Parallel-Distributed-Processing Approach to English Word Reading

  1. PDP Approach in General
  2. PDP Approach Applied to Language Study
  3. Word Production Simulation

1. PDP Approach in General
Parallel Distributed Processing (PDP) is a relatively new approach to the study of psychological phenomena. Most traditional psychological theories postulate a serial-ordered mechanism to account for aspects of human cognition. In contrast, the PDP approach assumes that people understand through the interplay of multiple sources of knowledge, and as such, parts of the mechanism interact with each other simultaneously. The PDP approach draws heavily on what we have known about the human neural system. Specifically, it proposes a network of inter-connected information processing units as the mechanistic accounts of human cognition. Each unit contains aspect of information and may stand for either concrete objects (such as features, letters, words, etc.) or more abstract elements. Units in the network influence other units and at the same time are influenced by them. Information processing takes place through the interaction among these units.

Figure 1 illustrates the basic configuration of a PDP network system. A typical PDP model is made up of a large number of processing units. Units are connected to one another to form a pattern of connectivity. Each connection between two units carries a weight that specifies how the output of the first unit feeds into the second unit as input. A connection between two units can be either excitatory if the weight is a positive number, or inhibitory if the weight is a negative number. The absolute value of the weight, however, decides the strength of the connection. At each point in time, each unit receives input from a number of other units. The overall input from all these sources to this unit is determined by a certain propagation rule. This net input, together with the current activation state of the unit, are combined to produce a new state of activation according to a certain threshold function. Finally, connection weights between units undergo modification with experience. In this way, the system evolves by changing the pattern of connectivity.

Figure 1

Figure 1. The basic components of a PDP network

 

The PDP approach differs from the conventional modeling of human cognition in two important issues. First, in PDP models the pattern of connectivity (connection strengths) between units is stored. Hence knowledge is represented by the pattern of activity distributed over many processing units. This distributed representation contrasts with the one-unit-one-concept representational system in traditional psychological theories. Second, in the PDP approach, each processing unit in the system acts on and is simultaneously acted on by the other units. Computation takes the form of cooperative and competitive interactions among a large number of processing units. Information processing happens in a parallel fashion. There is no distinctive processing stage as there is in many conventional models.

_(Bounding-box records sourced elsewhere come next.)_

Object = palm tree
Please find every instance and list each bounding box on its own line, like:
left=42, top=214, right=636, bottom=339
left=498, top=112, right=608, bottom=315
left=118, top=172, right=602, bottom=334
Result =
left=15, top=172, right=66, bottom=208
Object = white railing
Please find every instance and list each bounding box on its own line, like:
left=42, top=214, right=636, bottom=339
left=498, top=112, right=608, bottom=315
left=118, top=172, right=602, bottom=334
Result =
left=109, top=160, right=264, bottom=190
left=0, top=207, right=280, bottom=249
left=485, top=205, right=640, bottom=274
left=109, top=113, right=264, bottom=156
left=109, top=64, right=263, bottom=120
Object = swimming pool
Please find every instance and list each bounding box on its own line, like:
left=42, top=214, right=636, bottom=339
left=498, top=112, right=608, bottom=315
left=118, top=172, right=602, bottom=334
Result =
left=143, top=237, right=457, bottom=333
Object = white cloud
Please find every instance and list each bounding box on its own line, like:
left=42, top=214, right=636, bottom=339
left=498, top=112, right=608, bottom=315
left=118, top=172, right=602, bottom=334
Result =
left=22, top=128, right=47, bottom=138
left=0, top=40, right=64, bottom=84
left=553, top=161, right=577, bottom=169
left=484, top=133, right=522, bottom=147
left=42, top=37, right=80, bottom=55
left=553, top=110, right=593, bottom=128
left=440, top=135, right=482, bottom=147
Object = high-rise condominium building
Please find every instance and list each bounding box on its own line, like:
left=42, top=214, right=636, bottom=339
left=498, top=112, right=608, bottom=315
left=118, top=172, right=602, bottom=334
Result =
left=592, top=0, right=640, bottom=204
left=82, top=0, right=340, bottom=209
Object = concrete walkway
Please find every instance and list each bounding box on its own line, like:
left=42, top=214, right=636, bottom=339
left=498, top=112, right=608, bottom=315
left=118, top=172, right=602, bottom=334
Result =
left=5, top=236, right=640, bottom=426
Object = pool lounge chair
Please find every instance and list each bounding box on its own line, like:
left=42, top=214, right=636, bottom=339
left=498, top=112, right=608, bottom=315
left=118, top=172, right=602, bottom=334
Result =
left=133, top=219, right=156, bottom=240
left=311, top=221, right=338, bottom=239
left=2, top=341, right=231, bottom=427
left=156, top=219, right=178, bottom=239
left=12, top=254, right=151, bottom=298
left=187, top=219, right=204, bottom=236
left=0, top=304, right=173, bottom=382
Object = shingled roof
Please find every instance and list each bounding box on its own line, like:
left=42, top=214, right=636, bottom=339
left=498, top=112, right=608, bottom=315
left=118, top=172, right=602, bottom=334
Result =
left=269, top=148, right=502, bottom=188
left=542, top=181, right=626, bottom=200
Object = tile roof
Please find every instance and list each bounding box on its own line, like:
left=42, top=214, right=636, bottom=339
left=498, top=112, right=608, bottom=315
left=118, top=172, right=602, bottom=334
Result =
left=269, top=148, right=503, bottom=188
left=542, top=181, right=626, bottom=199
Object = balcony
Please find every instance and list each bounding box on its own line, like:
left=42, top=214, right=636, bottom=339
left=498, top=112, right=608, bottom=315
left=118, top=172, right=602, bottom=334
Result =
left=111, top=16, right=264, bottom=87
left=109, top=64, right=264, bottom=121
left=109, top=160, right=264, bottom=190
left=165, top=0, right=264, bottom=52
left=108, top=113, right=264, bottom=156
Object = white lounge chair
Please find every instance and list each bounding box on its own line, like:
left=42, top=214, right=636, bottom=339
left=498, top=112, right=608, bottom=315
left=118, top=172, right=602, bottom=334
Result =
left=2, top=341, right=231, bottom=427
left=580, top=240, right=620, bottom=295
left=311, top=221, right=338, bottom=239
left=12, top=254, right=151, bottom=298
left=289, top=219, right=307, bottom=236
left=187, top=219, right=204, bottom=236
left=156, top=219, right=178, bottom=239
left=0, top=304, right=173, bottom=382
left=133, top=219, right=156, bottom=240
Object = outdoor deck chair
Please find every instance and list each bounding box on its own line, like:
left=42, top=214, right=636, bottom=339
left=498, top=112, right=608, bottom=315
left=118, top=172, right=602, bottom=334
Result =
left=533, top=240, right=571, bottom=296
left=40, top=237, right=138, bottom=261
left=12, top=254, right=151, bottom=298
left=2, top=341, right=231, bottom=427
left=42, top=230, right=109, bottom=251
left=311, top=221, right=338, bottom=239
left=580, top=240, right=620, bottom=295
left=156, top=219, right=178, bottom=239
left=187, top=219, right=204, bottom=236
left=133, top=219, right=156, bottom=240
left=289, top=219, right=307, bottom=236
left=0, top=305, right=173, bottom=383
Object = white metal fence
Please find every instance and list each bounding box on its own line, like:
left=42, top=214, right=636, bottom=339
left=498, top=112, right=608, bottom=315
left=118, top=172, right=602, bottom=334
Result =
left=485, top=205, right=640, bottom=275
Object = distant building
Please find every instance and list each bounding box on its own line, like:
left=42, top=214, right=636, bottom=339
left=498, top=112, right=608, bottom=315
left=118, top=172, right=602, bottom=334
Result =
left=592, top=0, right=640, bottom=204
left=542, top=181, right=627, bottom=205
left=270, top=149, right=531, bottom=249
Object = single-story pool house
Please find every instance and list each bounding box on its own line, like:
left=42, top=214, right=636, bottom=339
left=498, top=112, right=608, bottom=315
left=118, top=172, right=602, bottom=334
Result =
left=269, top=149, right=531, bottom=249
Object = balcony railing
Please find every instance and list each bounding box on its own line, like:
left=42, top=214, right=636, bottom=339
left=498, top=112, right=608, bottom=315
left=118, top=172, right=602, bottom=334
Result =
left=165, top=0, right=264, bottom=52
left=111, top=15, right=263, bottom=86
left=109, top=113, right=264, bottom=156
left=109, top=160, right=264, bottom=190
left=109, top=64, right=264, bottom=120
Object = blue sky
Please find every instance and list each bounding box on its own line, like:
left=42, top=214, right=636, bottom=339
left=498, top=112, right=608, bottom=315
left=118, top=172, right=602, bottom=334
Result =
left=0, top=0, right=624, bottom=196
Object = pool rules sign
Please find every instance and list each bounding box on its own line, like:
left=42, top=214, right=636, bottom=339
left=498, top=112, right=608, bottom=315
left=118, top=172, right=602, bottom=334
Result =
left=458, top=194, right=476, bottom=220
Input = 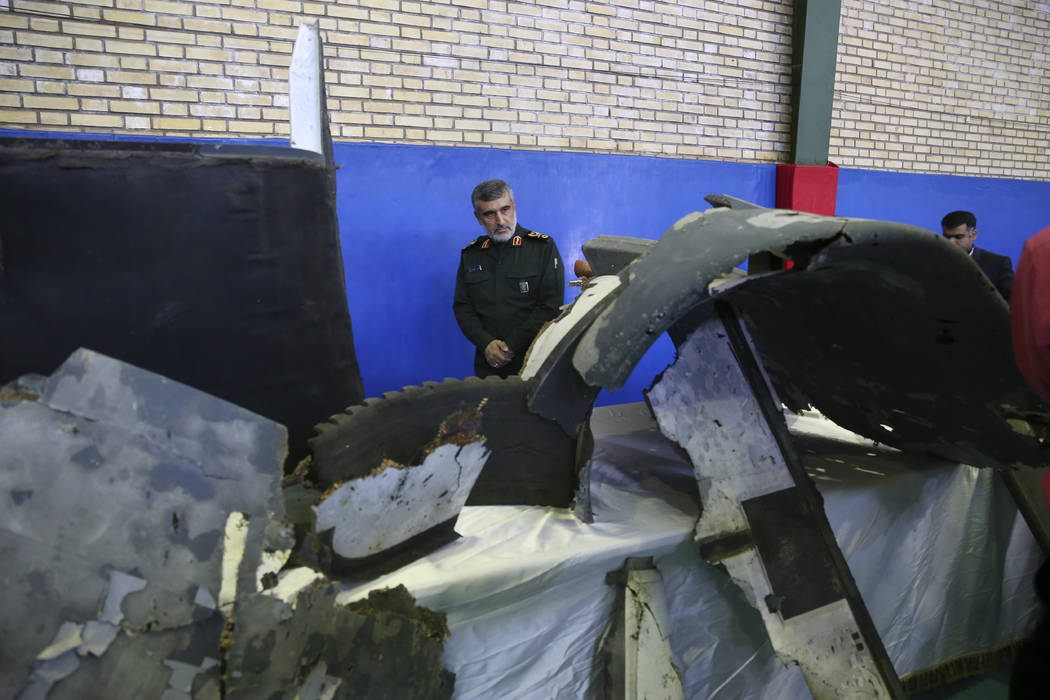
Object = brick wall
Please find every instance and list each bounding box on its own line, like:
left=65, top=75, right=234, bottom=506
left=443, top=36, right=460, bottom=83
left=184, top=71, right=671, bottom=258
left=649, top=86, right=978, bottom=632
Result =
left=0, top=0, right=1050, bottom=179
left=831, top=0, right=1050, bottom=181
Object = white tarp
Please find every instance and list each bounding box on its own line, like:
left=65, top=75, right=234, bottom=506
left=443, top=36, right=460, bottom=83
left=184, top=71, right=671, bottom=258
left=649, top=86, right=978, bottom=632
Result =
left=341, top=403, right=1042, bottom=700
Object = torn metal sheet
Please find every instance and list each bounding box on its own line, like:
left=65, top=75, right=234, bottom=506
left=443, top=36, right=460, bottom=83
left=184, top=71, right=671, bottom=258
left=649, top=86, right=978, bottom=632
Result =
left=583, top=236, right=656, bottom=275
left=647, top=313, right=903, bottom=699
left=567, top=197, right=1050, bottom=476
left=0, top=349, right=286, bottom=698
left=590, top=557, right=685, bottom=700
left=314, top=434, right=489, bottom=570
left=573, top=209, right=848, bottom=389
left=310, top=377, right=578, bottom=508
left=725, top=224, right=1050, bottom=469
left=521, top=275, right=621, bottom=436
left=224, top=579, right=455, bottom=700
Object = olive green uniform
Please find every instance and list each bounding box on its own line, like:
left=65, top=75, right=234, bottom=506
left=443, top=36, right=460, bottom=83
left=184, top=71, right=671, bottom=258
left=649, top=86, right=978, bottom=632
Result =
left=453, top=226, right=565, bottom=377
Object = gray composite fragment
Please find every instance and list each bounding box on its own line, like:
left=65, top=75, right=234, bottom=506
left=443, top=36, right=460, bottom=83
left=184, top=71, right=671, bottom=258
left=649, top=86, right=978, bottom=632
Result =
left=314, top=437, right=489, bottom=559
left=225, top=581, right=455, bottom=700
left=0, top=349, right=286, bottom=698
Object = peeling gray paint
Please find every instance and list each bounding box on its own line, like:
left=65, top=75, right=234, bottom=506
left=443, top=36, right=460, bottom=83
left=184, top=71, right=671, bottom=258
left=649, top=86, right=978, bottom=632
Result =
left=0, top=351, right=285, bottom=699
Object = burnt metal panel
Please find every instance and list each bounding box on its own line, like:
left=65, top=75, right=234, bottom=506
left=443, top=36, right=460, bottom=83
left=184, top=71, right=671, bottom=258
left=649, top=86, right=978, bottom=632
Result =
left=725, top=229, right=1050, bottom=468
left=0, top=139, right=363, bottom=460
left=740, top=489, right=845, bottom=619
left=567, top=197, right=1050, bottom=468
left=309, top=377, right=579, bottom=507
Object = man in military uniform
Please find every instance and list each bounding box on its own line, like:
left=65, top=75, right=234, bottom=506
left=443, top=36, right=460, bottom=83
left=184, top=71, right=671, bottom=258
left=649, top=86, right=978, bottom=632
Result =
left=453, top=179, right=565, bottom=377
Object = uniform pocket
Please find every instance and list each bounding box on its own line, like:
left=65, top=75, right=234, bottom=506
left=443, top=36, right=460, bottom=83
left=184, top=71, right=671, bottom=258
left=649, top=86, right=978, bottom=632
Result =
left=507, top=275, right=540, bottom=299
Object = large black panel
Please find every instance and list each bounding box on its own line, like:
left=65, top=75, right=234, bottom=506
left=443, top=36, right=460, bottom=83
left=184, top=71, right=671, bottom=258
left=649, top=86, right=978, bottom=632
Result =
left=0, top=139, right=363, bottom=459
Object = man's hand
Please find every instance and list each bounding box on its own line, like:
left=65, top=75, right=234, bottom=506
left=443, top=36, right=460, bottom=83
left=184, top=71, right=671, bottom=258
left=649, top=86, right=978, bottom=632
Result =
left=485, top=340, right=515, bottom=368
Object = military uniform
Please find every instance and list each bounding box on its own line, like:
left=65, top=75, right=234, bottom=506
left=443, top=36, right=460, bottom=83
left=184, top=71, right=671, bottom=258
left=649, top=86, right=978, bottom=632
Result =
left=453, top=226, right=565, bottom=377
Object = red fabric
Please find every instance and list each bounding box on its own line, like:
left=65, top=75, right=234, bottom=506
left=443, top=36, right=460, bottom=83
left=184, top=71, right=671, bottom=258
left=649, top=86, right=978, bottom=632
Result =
left=1010, top=227, right=1050, bottom=403
left=1010, top=227, right=1050, bottom=509
left=776, top=163, right=839, bottom=216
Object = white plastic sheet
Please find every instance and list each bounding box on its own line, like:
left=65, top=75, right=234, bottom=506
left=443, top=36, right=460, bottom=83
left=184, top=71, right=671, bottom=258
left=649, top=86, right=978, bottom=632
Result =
left=341, top=404, right=1042, bottom=700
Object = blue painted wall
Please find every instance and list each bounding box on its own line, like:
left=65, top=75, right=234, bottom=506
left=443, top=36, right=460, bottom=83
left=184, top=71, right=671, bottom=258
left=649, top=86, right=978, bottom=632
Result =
left=8, top=129, right=1050, bottom=404
left=835, top=168, right=1050, bottom=268
left=335, top=144, right=776, bottom=403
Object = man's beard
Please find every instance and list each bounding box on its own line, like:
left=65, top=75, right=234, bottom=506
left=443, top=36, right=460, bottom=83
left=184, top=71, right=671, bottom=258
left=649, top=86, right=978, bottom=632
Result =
left=488, top=216, right=518, bottom=243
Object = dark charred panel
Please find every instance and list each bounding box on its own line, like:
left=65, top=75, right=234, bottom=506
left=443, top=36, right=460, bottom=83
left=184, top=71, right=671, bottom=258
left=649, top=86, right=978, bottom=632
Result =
left=0, top=139, right=363, bottom=465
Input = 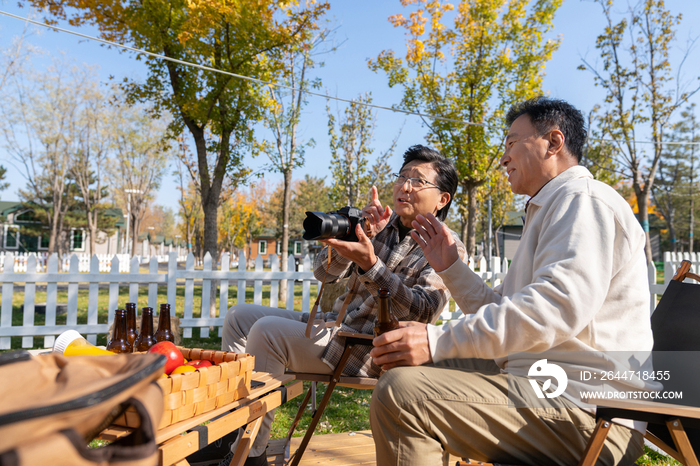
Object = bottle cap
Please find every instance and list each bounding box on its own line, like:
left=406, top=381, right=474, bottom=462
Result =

The PDP approach has consdierable appeal to cognitive psychologists. The mechanisms it proposes to account for various aspects of human cognition, such as perception, reading, learning, memory, etc., are computationally sufficient and, to a certain degree, psychologically accurate. The current section is designed to demonstrate how the PDP approach can be applied to the study of human language production.

[Back to top]

2. PDP Approach Applied to Language Study

Reading aloud from print is a heavily researched topic. The pronunciations of most English words adhere to standard spelling-sound correspondence (e.g., DIVE, MINT), whereas others deviate considerably from this regulation (e.g., GIVE, PINT). Nonetheless, skilled readers are able to process both types of words easily and correctly. What mechanism, then, might be involved when a reader faces these two different types of words?

One general class of models to account for this phenomenon adopts what is called "dual-route architecture." The fundamental property of this model is that skilled readers have at their disposal two different procedures for converting print to speech. If the reader already knows the word, its pronunciation is retrieved by looking it up in an internal lexicon, where an entry with both the printing form and corresponding pronunciation of that word has been stored. If, however, the reader encounters letter strings that they have never seen before, such as novel words or pronunciable nonwords, a nonlexical route is taken. This requires the reader to use a system of rules specifying the relationship between letters and sounds in English. In summary, the central tenet of dual-route models is that different mechanisms, each in response to different types of input and operating according to fundamentally different principles, underlie the process that is known collectively as reading.

Although dual-route models have gained popularity among psychologists, many researchers have adopted the alternative PDP approach to studying the same phenomenon. In contrast to dual-route models, this alternative approach assumes that there is a single, uniform procedure for computing a phonological representation from an orthographic representation, and this mechanism applies to a variaty of input, including exception words and nonwords as well as regular words. Within such a research paradigm, the microstructure of the cognitive processing takes the form of a PDP network system. Within the system, the units at the input level receive information about the orthography of the word, and the units at the output level generate its phonology. The input and output units are connected through intermediate, hidden units. The system learns by adjusting weights on connections between units in a way that is sensitive to the contigency between the statistical property of the environment and the behavior of the network. As a result, there is no sharp distinction of different types of input. Rather all words (with their respective orthographical and phonological forms) co-exist within a single system whose representations and processing reflect the relative degree of consistency in the mappings for different words.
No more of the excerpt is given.